他一言不发的撑着身体站了起来。
他这反应又跟我想的有点不一样了,这通常情况下,按照昆仑集市里卖的那些话本的描写。
此时此刻,不应该是他剖析内心,诉说曾经苦难的大好时刻吗!他怎么……
怎么还整出点杀气了!?
我不由后退一步:“你做什么?”
他微微吸了一口气,想来是在调理身体的气息。他嗓音压低,形容沉郁的开了口:“这是……渚莲告诉你的?”
他一身气息太骇人,让我反应了一会儿才想起来,他问的是雪狼妖族的这个身份,是不是渚莲告诉我的……
我点了头,虽然中间隐藏了点波折……这是渚莲告诉我的,但我相信这个事,是在谢濯跟我确认完毕之后。
谢玄青抬眼看我,这位:“他还说了什么?”
“他还没来得及……”
谢玄青站直了身体,他拿过了我手里的项链,我等他将项链握在手中时才反应过来:“你还没……”回答我呢。
我话没说完,谢玄青却夺走了话题的主动权:“回雪竹林等我。”
他说着,握紧手里的项链,项链发出月光一般美妙的蓝光,他的脚下倏尔起了一个法阵,然后眨眼间就消失了人影。
我眨巴着眼,看着空荡荡的山路,什么情况?这就找人去了?
他这刚能走,拖着一个残破的身躯追了我大半天后,又一副赶着去干架的模样……不嫌累吗?
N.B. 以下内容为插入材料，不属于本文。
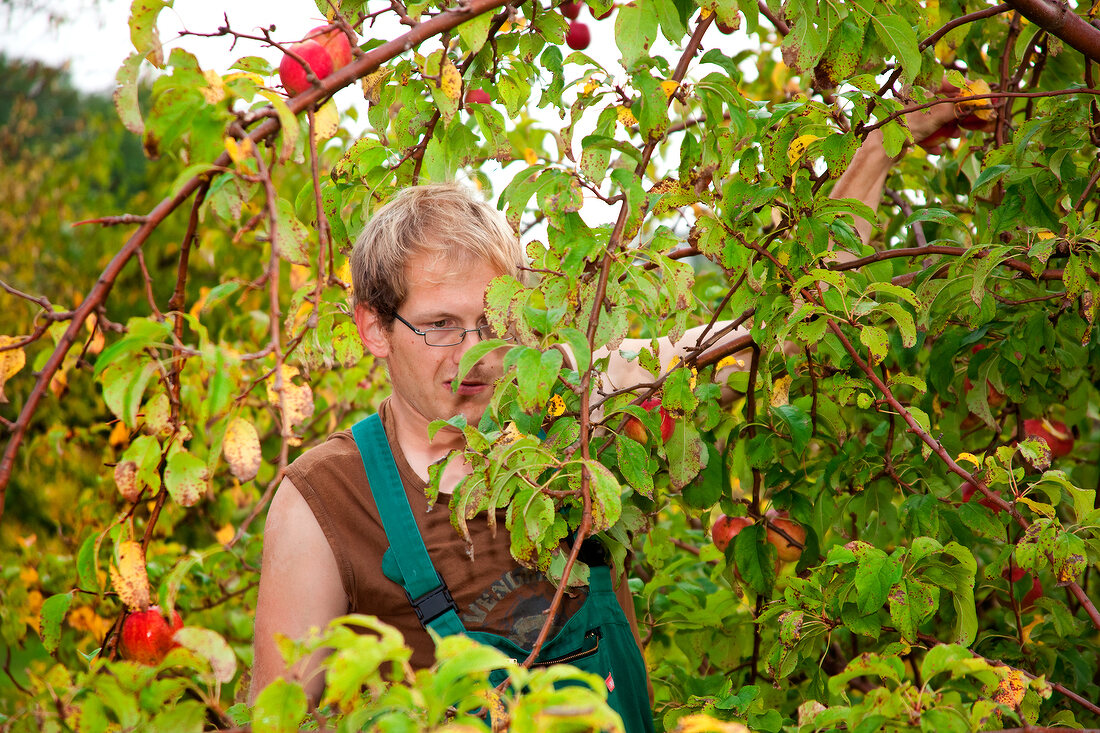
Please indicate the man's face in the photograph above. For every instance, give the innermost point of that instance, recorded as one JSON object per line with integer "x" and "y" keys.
{"x": 440, "y": 295}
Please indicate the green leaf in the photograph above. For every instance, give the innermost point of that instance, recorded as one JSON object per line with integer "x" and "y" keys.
{"x": 186, "y": 478}
{"x": 53, "y": 613}
{"x": 876, "y": 576}
{"x": 210, "y": 646}
{"x": 755, "y": 558}
{"x": 636, "y": 25}
{"x": 143, "y": 14}
{"x": 292, "y": 237}
{"x": 877, "y": 342}
{"x": 125, "y": 95}
{"x": 798, "y": 425}
{"x": 606, "y": 496}
{"x": 279, "y": 708}
{"x": 941, "y": 658}
{"x": 634, "y": 463}
{"x": 900, "y": 39}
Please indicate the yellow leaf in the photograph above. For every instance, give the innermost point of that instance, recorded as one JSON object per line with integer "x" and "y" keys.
{"x": 120, "y": 435}
{"x": 780, "y": 391}
{"x": 238, "y": 151}
{"x": 11, "y": 361}
{"x": 970, "y": 458}
{"x": 130, "y": 579}
{"x": 450, "y": 80}
{"x": 372, "y": 85}
{"x": 326, "y": 122}
{"x": 255, "y": 78}
{"x": 226, "y": 534}
{"x": 215, "y": 90}
{"x": 241, "y": 449}
{"x": 299, "y": 398}
{"x": 97, "y": 342}
{"x": 1011, "y": 689}
{"x": 125, "y": 479}
{"x": 980, "y": 108}
{"x": 703, "y": 723}
{"x": 799, "y": 146}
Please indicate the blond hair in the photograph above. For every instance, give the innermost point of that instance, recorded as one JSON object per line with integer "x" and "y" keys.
{"x": 447, "y": 221}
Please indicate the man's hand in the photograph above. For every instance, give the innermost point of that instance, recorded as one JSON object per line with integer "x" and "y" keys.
{"x": 933, "y": 127}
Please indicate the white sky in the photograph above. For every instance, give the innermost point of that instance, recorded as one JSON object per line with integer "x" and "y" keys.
{"x": 97, "y": 40}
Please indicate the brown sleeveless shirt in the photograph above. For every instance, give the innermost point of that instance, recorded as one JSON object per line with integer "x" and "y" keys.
{"x": 492, "y": 591}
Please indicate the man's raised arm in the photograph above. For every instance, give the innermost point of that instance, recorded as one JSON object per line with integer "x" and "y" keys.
{"x": 299, "y": 589}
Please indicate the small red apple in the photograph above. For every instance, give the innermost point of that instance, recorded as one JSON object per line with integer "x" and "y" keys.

那个渚莲就给我透了句他的原形,瞧给他整出了多大气性……
不过我顺着他的态度,也忍不住开始琢磨,看来这个雪狼妖族的身份,他是不到万不得已,真的不想告诉我。
我这五百年宛如结了个假婚,一方面是我自己没太研究,另一方面是谢濯实在藏得紧实。
他与我「打架」的时候只守不攻,全然不露功法修为,生活上,本就话少,偶尔一句也是在告诫我这不行那不行,与我聊天的次数那更是少之又少,更别谈与我闲聊他的什么过去了。
要真论交流,还真是我与他初遇时和和离后的现在,算是说了最多的话。
他在与我成亲的日子里,似乎想将自己与过去彻底割裂,也很细心的没有让我知道任何信息,或者可以说……
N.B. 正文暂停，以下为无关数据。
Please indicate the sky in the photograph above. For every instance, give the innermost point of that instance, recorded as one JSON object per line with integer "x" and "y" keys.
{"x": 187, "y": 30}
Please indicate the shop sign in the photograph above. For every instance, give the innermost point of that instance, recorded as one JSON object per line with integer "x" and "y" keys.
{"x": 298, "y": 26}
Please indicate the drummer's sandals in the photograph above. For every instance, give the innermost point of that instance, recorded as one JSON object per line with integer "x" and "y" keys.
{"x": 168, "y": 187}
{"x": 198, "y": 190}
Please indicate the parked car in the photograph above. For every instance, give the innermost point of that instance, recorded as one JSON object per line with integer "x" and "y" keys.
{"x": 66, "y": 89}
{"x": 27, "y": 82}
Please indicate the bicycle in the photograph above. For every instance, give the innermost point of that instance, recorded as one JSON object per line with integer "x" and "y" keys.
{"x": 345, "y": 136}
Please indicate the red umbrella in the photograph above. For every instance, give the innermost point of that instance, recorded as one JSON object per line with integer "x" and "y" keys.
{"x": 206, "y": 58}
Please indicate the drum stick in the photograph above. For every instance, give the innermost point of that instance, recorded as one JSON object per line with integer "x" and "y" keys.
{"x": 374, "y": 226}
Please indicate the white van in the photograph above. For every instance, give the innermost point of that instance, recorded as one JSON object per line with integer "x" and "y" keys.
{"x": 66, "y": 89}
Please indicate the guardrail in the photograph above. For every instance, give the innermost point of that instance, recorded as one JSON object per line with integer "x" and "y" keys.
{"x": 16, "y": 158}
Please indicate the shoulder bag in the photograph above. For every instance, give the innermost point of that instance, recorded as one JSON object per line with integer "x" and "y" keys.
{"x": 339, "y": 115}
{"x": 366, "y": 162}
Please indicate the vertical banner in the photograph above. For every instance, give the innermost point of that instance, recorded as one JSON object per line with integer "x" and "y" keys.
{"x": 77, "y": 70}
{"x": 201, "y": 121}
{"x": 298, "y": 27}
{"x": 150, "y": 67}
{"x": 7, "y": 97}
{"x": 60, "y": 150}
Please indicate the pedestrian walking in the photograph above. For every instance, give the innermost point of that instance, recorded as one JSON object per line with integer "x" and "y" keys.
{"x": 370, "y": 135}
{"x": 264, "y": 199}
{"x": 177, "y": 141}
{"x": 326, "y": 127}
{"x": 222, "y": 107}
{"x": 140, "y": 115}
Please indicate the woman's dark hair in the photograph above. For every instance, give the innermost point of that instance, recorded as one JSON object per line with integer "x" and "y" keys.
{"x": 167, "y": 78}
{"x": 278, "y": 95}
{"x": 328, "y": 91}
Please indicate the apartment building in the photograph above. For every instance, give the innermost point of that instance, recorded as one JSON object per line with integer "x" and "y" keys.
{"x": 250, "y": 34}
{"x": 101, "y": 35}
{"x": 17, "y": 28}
如果我知道了一点,搞不好就可以顺腾摸瓜发现一连串的,我前夫的秘密……
这个想法一冒头,我立即拍了拍自己的脑袋。
我在想什么,我膨胀了,都和离了,我还想着去了解他做什么……
五百年了!
还学不乖吗?
我原地反思了一下自己今天的行为,我不是该为了回到五百年后而行动吗?
抢项链也好,拿项链威胁谢濯也好,都是以回去为目的,但怎么走到半道偏了呢?这还想着那筹码去换谢玄青的秘密了?
不应该不应该。
是我太飘了还是谢玄青操作太骚了?我竟然开始找回「曾经的感觉」了?
这很不妙啊!
我好不容易才下定决心从婚姻这个泥潭当中挣脱出来,我不能因为时空偏差了一下,就动摇了。
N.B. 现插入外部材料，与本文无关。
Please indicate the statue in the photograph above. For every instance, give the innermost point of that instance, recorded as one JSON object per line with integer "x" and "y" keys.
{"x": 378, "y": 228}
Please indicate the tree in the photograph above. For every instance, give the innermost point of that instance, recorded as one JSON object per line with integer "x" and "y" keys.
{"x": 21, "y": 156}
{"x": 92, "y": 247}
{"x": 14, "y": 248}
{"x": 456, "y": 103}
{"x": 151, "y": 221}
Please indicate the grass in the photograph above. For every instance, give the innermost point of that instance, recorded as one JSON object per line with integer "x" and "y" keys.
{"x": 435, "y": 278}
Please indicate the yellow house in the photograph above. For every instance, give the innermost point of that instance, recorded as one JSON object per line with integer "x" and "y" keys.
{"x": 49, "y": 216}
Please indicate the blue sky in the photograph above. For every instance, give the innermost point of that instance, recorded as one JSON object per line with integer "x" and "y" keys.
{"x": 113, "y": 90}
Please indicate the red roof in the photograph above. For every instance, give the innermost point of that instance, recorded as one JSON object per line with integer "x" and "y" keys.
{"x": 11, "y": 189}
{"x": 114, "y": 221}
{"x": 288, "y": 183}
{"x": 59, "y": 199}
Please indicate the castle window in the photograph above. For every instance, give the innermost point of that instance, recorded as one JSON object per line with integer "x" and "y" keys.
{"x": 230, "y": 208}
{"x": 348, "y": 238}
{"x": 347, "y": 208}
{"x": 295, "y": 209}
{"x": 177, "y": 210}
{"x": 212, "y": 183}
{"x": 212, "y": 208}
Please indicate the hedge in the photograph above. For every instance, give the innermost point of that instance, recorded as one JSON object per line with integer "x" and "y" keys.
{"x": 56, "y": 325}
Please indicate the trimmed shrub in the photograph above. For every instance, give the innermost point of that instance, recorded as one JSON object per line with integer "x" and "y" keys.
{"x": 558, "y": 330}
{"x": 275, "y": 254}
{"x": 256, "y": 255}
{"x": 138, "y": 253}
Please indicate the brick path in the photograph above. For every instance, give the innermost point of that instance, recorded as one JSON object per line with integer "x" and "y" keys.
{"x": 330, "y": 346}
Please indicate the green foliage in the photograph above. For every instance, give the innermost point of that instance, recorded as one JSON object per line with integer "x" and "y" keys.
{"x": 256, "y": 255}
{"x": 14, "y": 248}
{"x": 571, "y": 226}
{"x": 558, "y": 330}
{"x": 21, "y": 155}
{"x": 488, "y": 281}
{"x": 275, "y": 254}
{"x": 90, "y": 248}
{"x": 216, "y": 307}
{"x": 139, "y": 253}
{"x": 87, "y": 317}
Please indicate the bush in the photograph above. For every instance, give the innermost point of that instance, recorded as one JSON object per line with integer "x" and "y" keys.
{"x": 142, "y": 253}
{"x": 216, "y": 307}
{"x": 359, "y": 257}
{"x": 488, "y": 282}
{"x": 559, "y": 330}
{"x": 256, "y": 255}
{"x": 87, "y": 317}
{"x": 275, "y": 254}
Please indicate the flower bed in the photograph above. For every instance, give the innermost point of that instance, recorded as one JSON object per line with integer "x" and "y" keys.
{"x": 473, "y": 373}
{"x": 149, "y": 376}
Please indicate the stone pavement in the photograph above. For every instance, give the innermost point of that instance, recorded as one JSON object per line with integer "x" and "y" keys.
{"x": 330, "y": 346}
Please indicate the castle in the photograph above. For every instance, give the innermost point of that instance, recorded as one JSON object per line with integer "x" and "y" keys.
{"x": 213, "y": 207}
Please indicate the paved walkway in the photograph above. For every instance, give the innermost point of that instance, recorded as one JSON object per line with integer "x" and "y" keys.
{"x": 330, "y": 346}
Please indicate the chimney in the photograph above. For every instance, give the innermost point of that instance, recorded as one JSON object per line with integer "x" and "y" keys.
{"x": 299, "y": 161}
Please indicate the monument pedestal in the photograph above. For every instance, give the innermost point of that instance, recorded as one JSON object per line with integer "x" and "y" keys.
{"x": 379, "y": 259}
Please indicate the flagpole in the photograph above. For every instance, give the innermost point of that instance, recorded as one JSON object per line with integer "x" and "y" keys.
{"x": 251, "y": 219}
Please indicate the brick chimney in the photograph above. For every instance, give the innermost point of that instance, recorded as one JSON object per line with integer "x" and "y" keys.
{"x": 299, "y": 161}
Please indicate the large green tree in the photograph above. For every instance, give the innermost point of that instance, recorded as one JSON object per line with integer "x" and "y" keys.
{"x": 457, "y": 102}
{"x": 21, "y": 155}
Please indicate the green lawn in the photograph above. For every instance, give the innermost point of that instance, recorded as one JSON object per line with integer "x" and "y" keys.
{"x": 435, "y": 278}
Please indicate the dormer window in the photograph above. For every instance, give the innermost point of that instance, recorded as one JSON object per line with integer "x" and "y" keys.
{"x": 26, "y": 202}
回去还是得回去,谢濯不管瞒了什么,那都是他的事了,我和他已经结束,不该再去探究。
我定住心神,捋清自己的终极目的,码了下现在的情况,然后敲了敲自己的耳朵,我问阴阳鱼那边的谢濯:“在哪儿?有事聊。”
那边没有回应,没有一会儿,那边传来了谢濯的声音,但却像是隔得很远似的,带着沙哑与隐忍。
“渚莲,没有下次。”
我反应了一会儿,终于反应过来,这个声音并不是谢濯的声音,而是刚刚离开我这边的谢玄青的声音!
“什么情况?”我震惊,连忙问那边的谢濯,“你和谢玄青在同一个地方吗?你们没有撞见吧?你们都没事吧?”我心急,“你快打开画面让我看看!”
那边沉默着。
我以为谢濯又要瞒我,不打算给我看,正要再叨叨两句的时候,我脑海中的画面打开了。
我看见了谢濯眼睛看着的画面,那是一片熔岩地狱般的地方,四周皆是炽热的红色,脚底宛如有岩浆在冒泡,谢濯看着前方的石壁,石壁上流淌着鲜红的熔岩,仿佛大地的血液被挤压了出来。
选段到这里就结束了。